The project aims to improve water-supply pressure in the area, increase firefighting supply flows, and create pipeline redundancy to improve service reliability, a staff report said.
Construction is expected to start in April and be completed by summer of 2014. The council voted unanimously to move the project forward at its meeting late last month.
New transmission mains will be installed along several streets branching from MacArthur Boulevard between East Coast Highway and San Miguel Drive, including segments of San Miguel and segments of Carnation, Dahlia and Fifth avenues.
A pressure regulator will also be moved to a spot near East Coast Highway and Dahlia.

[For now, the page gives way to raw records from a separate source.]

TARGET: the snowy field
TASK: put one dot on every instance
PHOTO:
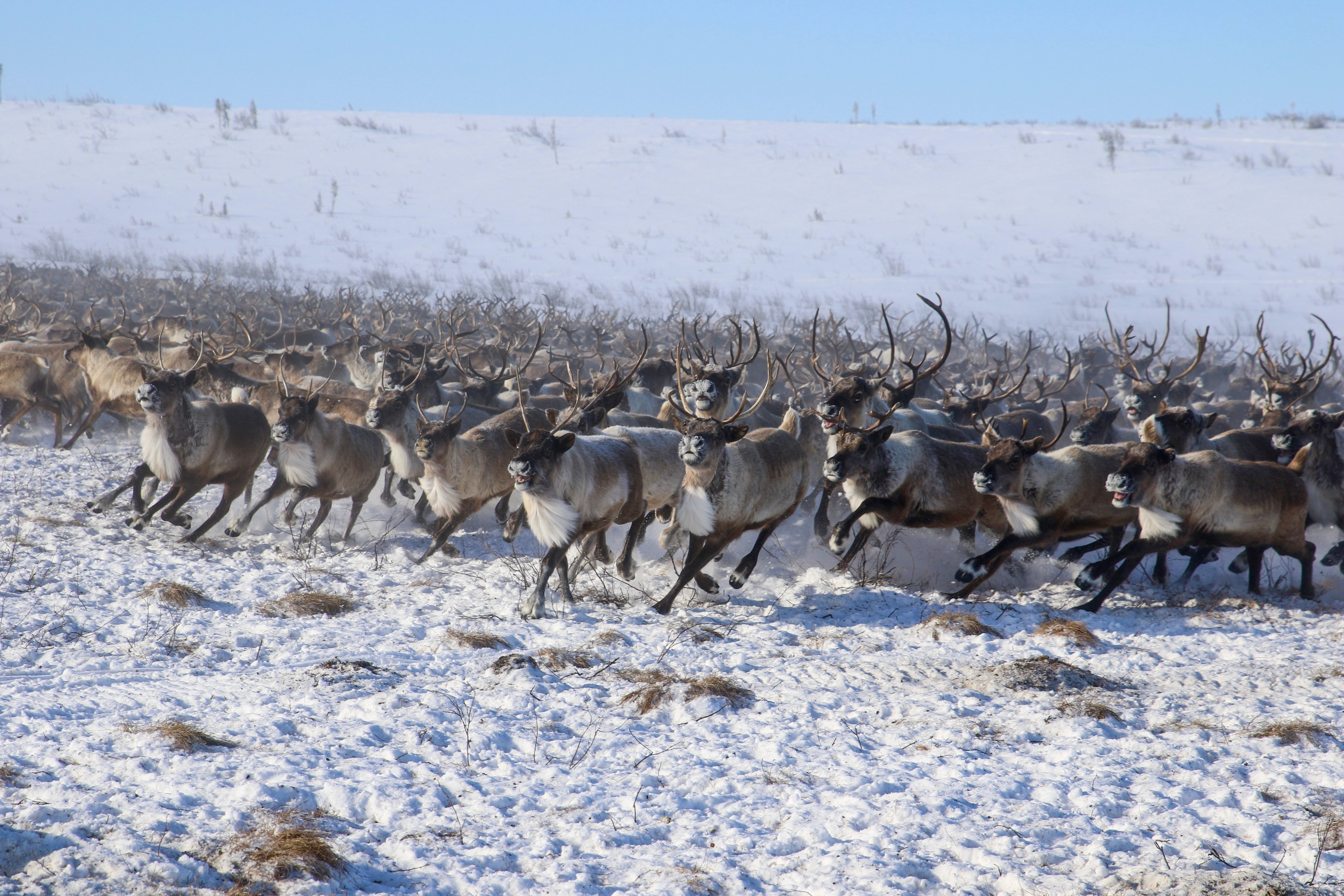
(1019, 224)
(876, 753)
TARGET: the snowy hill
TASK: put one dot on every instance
(1025, 224)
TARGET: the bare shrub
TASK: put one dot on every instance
(181, 735)
(475, 640)
(1076, 632)
(1099, 711)
(657, 687)
(307, 604)
(285, 844)
(175, 594)
(557, 659)
(967, 624)
(1292, 733)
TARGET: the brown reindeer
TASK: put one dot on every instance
(197, 444)
(1205, 500)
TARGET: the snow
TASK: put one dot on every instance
(876, 757)
(878, 753)
(1021, 224)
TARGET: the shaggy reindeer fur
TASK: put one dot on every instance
(909, 480)
(194, 445)
(463, 473)
(1207, 500)
(576, 487)
(321, 457)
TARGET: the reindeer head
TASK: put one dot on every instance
(1143, 461)
(165, 389)
(857, 452)
(703, 440)
(1307, 428)
(296, 416)
(1005, 465)
(1175, 428)
(538, 455)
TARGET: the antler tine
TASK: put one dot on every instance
(1064, 425)
(761, 398)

The city allotted about $5.1 million for the project, including a $4.4 million contract with firm T.E. Roberts Inc., and other construction-related costs, according to the report.
Though the council had voted earlier in the Jan. 22 meeting to opt out of state prevailing-wage requirements unless specifically noted otherwise, the pipeline project had already been put out for bids with those requirements, staff said.
The city's 1998 Water Master Plan anticipated the need for a new pipeline because of the city's growing density and because of wear and tear on existing infrastructure.
Deputy Public Works Director and city engineer Pat Thomas said at the meeting that pipes ranging from 16 to 30 inches in diameter will be installed several feet into the ground alongside busy thoroughfares — so delays are inevitable.
But mitigation measures are part of the city's plans, he said.
That means work will be concentrated on less heavily traveled areas during the summer, Gardner said.
And in the meantime, she wrote in her newsletter, "summer traffic will be improved in another part of town."
A much-needed left-turn signal at Marguerite Parkway and East Pacific Coast Highway is expected to be in place by April.